Be careful to watch gnuplot's auto-scaling of axes. The lightness axis in a LUT often gets greatly exaggerated or compressed due to it's not plot at the same scale as chromaticity. Use the set view equal command to turn on/off equal scaling (xyz = equal scaling on all axes, xy = default meaning chromaticity equal and lightness scaled to fit).

  set view equal xyz
  set view equal xy

With equal scale on the L axis a LUT typically looks very flat as L adjustments are generally minor.

More example scripts are found throughout the documentation.

Call for spectral databases and camera SSFs

DCamProf contains some built-in spectral data that has been retrieved from public sources. I'd like to have more. A database with spectral reflectance of human skin is currently the most desired, useful for rendering portrait profiles.

There are reference standard sets such as the ISO TR 16066, but those are not free and cannot be freely redistributed so I can't include that in DCamProf.

If you know of any database you think is useful for inclusion please let me know.

The other aspect is camera SSFs. It's quite complicated and/or costly to measure camera SSFs so most users will not be able to do that and thus have to rely on public sources. If you can provide camera SSFs or have links to sources I have missed please let me know.

Links to camera SSFs

Links to spectral databases

Acknowledgments

I'd like to thank those that have made camera SSFs and spectral databases available, without those DCamProf would not have been possible in its current form.
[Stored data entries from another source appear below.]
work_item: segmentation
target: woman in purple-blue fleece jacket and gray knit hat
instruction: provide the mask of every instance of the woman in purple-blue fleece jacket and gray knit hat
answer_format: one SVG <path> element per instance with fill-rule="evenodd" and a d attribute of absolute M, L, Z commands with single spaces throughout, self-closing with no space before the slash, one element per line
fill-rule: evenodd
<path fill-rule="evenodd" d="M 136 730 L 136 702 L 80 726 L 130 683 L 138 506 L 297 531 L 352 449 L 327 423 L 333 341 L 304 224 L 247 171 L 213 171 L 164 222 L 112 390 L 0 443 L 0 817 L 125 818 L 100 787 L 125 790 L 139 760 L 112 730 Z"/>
Currently DCamProf has spectral databases from University of Eastern Finland and BabelColor, see the section with links to spectral databases for references.

I also would like to thank all early adopters for testing the software and providing valuable feedback.

Thanks to Mike Hutt for the Nelder-Mead simplex implementation which is used in DCamProf for solving various multi-variable complex optimization problems. I also want to thank Jarno Elonen for publishing a thin plate spline implementation which served as base for the DCamProf TPS used for getting a smooth LUT.

The copyright for the TPS source is required to be repeated in the documentation, so here it is:

  Copyright (C) 2003, 2004 by Jarno Elonen

  Permission to use, copy, modify, distribute and sell this
  software and its documentation for any purpose is hereby
  granted without fee, provided that the above copyright
  notice appear in all copies and that both that copyright
  notice and this permission notice appear in supporting
  documentation. The authors make no representations about
  the suitability of this software for any purpose. It is
  provided "as is" without express or implied warranty.